Despite what you may have been told by your teachers / instructors / professors, the concept of an ‘exact’ solution to an engineering design problem often does not exist. Engineering design solutions are frequently a result of compromise between competing objectives, e.g., aerodynamics, weight, stiffness, cost, etc.

 

For cycling technology, this is part of the reason why we see different helmet, wheel, and bicycle frame designs.

 

The above image shows two AeroLab sensors capturing and displaying the riders real-time aero drag data with lab grade sensor accuracy. AeroLab tech is the first of its kind in Real World Aero Data that is turning data into advanced performance insight for cyclists.   

 

The starting point, in our view, is to first establish a good understanding of the operating conditions for the product you are designing.
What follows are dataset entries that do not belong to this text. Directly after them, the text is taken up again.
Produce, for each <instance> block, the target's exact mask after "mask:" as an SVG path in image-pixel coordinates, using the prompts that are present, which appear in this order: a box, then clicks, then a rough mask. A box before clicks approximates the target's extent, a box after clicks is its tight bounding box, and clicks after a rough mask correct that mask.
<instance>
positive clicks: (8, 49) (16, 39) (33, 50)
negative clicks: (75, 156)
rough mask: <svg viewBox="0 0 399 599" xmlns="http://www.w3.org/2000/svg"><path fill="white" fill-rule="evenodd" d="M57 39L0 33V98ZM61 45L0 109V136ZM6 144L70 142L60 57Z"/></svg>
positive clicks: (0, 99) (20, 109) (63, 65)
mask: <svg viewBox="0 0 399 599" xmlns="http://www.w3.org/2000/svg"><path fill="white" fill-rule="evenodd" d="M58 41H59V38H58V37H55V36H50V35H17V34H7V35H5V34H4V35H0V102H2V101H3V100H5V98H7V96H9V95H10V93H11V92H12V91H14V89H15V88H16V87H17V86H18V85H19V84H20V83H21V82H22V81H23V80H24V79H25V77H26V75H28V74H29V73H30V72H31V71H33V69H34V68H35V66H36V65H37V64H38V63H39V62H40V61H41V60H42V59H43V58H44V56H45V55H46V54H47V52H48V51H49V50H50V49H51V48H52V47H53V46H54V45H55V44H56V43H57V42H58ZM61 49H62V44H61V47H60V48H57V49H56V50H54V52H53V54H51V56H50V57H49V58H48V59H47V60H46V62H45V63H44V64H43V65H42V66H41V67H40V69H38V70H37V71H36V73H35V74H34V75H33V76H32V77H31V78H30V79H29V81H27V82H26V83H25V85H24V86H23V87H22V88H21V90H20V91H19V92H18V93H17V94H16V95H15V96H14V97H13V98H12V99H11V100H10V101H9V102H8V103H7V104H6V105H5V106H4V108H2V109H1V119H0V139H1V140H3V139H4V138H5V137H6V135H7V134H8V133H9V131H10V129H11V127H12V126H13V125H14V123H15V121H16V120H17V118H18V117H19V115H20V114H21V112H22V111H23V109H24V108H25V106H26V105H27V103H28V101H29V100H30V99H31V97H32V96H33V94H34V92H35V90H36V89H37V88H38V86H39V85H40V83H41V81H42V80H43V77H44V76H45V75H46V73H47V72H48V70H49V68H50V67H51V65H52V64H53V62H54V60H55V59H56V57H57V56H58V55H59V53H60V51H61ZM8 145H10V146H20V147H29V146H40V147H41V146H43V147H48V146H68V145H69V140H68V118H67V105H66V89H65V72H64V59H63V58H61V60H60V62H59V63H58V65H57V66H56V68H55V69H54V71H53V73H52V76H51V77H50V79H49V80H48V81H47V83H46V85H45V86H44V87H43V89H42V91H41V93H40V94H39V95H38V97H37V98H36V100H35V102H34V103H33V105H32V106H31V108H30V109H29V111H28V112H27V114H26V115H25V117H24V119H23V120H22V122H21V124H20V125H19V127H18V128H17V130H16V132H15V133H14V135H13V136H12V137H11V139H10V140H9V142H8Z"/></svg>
This is step 1 in the design process (see figure below) – a good option for cycling, is to deploy sensors to determine the environmental conditions the product is operating in. This will include: temperature, humidity, acceleration, vibration, road conditions, road slopes, wind speed, wind angle, wind gusts, and possibly more. From this sensor data, design metrics may be established. I have listed a few example metrics in the figure below.

In step 2, testing should be done which replicates the design metrics. This enables a baseline performance to be established with a current or competitive product. By the end of step 2, the performance of the product under the anticipated operating conditions will be known. From here, you ask – how can we do better? What should we focus on? This is step 3. Change your design targets. Set new targets and be innovative. This may lead to multiple design ideas. Many can be rapid prototyped and experimentally or computationally testing in Step 2, which completes the design cycle.

In some cases, design ideas may alter the design metrics set out in Step 1, e.g., a bicycle frame which contains radically different stiffness characteristics may alter the transmission of vibration through the frame and the associated sensor measurements. In this case, it may be necessary to collect additional sensor data.

This short discussion is by no means an absolute answer to all cycling product design. This is simply an example of one design cycle wherein AeroLab technology fits quite well. I hope this supports the already strong discussions surrounding the use of real-world sensor technology in cycling product development.